Indeed, the exercise of European sovereignty in defence strikes at the core of what type of polity the EU will evolve into. Yet, the Strategic Compass to be adopted by the member states is not a silver bullet for security and defence.

While it might provide the political weight of a grand strategy, deliver a common threat perception landscape, and set the direction for the EU’s role in the world, it remains to be seen whether it can answer tough political questions about the EU’s strategic future.

Overall, the issue remains that recent defence technological and industrial developments all too often seem like substitutes for, rather than instruments in the implementation of an overarching European strategic vision.

Above all, the Strategic Compass is expected to facilitate the emergence of European strategic culture, secure the commitment of member states, and clarify what the EU should and should not do in security and defence. There have also been questions of whether the CSDP has surpassed its crisis management archetype and should evolve into a broader policy framework, especially given current geopolitical challenges.

More pressing is the question of the European public’s support and the scrutiny of recent security and defence initiatives. This is necessary to ensure the accountability and democratic control of the European defence agenda.

For instance, debates surrounding the EDF flagged the need for more political oversight of research and development projects and investments for the benefit of the European defence industry and various member states.

Effectively, there should be more transparency and public outreach over how EU defence money is spent and for what purposes.

However, the EU security and defence policy has become an elite preserve of high-politics, technocratic expertise, and industry interests, that undermines the energy needed for continued democratic legitimacy and public buy-in.

While the semantics over strategic autonomy might indeed capture the imagination of defence experts, it is also important to consider how they translate in national public and political arenas.

The entire European defence spectrum needs to work harder to engage the European public and open its ranks to more active participation from civic groups and nongovernmental organizations. This could be a game-changer to remain in sync with public opinion.

Starting with its origins as a peace project, the EU has been a unique experiment in polity construction, moving beyond the power politics that dominated the continent for centuries.

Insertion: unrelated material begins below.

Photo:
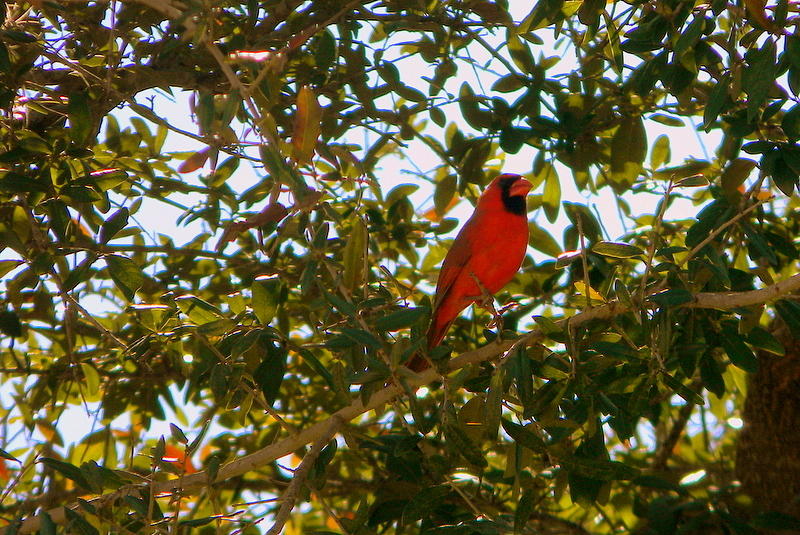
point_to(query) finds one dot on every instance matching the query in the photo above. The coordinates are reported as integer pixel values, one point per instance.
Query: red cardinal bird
(489, 247)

Considering the last 70 years of European efforts to disavow military power as a tool of global influence, the complaints that the EU should be more geopolitical, strategically autonomous, and spend more on defence ring particularly ironic.

Today, in a more complex global context, European leaders openly call for military ‘hard’ power as an important instrument for international influence. Is this a case of strategic hubris for the EU? Time will tell what the increased militaristic approach will bring to Europe’s future.